To adjust for self-selection bias, multiply the study results for prevalence or number of infections by this self-selection adjustment factor. For example, if you think a person who was previously infected is 10 times more likely to participate in the study, use alpha=0.1 .

To adjust for self-selection bias, you need to estimate how many times more likely a person who had previously had COVID-19 would be to participate in the study, compared to a person who has never had it. This is the likelihood ratio. If you think that person would be 2.5 times as likely, use the self-selection adjustment for L=2.5 from the above graph, which is alpha=0.4, and then multiply the study’s prevalence number by 0.4, which yields a prevalence between 1.00% and 1.69%. You can also multiply by alpha to adjust the total number of infected people, which for L=2.5 is between 19,500 and 33,000.  To adjust the IFR estimate, divide by alpha, which yields an adjusted IFR estimate between 0.29% and 0.49%.  Adjusted values for these results are shown in the next four graphs as a function of likelihood ratio, the two lines showing the lower and upper estimates.

Prevalence estimate in Santa Clara County after adjusting for self-selection bias.
Estimated number of previously infected people in Santa Clara County after adjusting for self-selection bias.
Estimate Infection Fatality Ratio after adjusting the study’s results for self-selection bias.
Even after correcting for self-selection bias, there appears to be many more cases than reported.

Estimating the Likelihood ratio

To adjust the study’s results, you have to estimate the likelihood ratio — how many times more likely someone previously infected would be to participate compared to someone never infected.

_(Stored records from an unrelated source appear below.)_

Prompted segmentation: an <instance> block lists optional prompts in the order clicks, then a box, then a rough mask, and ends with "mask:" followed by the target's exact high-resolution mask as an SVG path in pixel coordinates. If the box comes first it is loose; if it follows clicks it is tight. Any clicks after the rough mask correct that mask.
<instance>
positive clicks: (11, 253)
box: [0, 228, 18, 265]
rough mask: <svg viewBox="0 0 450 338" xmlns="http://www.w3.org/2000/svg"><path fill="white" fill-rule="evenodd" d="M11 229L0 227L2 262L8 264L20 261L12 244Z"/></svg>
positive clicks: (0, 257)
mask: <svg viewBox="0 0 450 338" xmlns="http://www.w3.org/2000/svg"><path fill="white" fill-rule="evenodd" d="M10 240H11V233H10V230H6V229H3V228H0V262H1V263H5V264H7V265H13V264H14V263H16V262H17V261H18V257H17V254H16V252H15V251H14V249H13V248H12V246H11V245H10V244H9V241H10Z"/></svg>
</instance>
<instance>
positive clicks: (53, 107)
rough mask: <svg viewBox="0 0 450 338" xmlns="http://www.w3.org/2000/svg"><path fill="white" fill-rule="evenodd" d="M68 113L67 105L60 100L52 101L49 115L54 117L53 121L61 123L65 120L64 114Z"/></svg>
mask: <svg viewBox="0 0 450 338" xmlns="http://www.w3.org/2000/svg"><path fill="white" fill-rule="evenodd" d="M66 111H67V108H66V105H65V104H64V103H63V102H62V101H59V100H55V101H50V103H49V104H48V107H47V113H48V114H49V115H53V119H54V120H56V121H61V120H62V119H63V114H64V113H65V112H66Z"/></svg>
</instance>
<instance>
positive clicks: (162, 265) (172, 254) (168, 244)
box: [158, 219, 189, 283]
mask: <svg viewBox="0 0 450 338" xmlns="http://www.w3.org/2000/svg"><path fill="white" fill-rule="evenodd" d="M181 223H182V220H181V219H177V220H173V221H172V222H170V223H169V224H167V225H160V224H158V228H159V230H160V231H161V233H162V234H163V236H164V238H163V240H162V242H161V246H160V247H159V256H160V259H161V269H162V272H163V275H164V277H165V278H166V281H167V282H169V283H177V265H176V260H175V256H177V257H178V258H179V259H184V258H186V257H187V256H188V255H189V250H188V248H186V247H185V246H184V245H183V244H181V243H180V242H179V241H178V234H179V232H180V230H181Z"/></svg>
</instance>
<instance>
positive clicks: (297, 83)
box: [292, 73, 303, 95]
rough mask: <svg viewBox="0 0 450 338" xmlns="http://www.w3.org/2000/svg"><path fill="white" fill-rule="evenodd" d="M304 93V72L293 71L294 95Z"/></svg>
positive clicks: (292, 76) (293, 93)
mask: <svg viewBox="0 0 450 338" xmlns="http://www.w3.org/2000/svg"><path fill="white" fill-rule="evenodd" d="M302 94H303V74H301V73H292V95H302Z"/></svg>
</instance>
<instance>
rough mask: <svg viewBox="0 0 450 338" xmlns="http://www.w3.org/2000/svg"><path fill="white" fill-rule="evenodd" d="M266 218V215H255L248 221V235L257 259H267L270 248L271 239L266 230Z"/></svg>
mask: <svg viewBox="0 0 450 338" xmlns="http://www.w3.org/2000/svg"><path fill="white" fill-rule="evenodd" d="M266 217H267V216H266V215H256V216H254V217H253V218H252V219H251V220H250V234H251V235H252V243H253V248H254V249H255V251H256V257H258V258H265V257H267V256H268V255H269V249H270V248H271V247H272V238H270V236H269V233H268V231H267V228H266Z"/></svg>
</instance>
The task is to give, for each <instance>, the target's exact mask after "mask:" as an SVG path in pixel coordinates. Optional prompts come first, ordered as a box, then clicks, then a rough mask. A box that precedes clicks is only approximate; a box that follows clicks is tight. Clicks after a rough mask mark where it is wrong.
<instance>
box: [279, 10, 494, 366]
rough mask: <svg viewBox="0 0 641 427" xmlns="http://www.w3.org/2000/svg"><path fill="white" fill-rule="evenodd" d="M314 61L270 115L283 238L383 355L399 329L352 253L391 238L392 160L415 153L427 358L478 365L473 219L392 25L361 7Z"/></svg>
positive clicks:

Of course, this is also a big unknown.

Because the person considering whether to register doesn’t know whether she has COVID-19 or not, you might find the likelihood ratio to be overly abstract. It is easier to compare how much more likely it would be for someone who had symptoms at some point to participate in the study than someone who never had any symptoms. Of course, you might also want to consider the possibility that a person may be more likely to register because they know they had come into contact with someone else, or because their job makes them more vulnerable, etc. Because there are these other possibilities, I chose not to decompose the likelihood ratio into other estimations.

I live in Santa Clara County, and I was aware that the study was taking place. Many of my family’s friends were also aware that it was taking place, and we know of at least one person who tried very hard (unsuccessfully) to find the ad so that she could participate, because as she said, she had been sick and wanted to know if she had had COVID-19. Hence, based on my own experiences, my personal guess is L=5. But there is nothing magic about my guess, yours may differ.

Summary

The results from today’s study may lead some people to conclude that COVID-19 is no worse than the common flu. But this adjustment for self-selection bias show that this is not true.  As the graphs above show, the prevalence drops off quickly when adjusted for even a small self-selection bias.

Understanding how many people in the population have had COVID-19 is an extremely important parameter for mathematical models of the pandemic. It is a critical piece of knowledge for determining how deadly a COVID-19 infection really is, for projecting hospital capacity and how many people may die, and for deciding when the economy can be reopened.  Large scale tests of the population, like the Stanford study published today, help us estimate the prevalence of COVID-19 in the population.

When conducting a large-scale prevalence study, it is important to eliminate self-selection bias. When people are allowed to decide whether to participate in the study, those who have reason to believe that they are more likely to have had it will be more likely to participate. This may include people who had suspicious symptoms at some point, who know they were exposed at some point, or who work in situations that put them at greater risk of infection. In this article, I discussed how we can attempt to adjust for self-selection bias in the large-scale Santa Clara County study that was published this morning.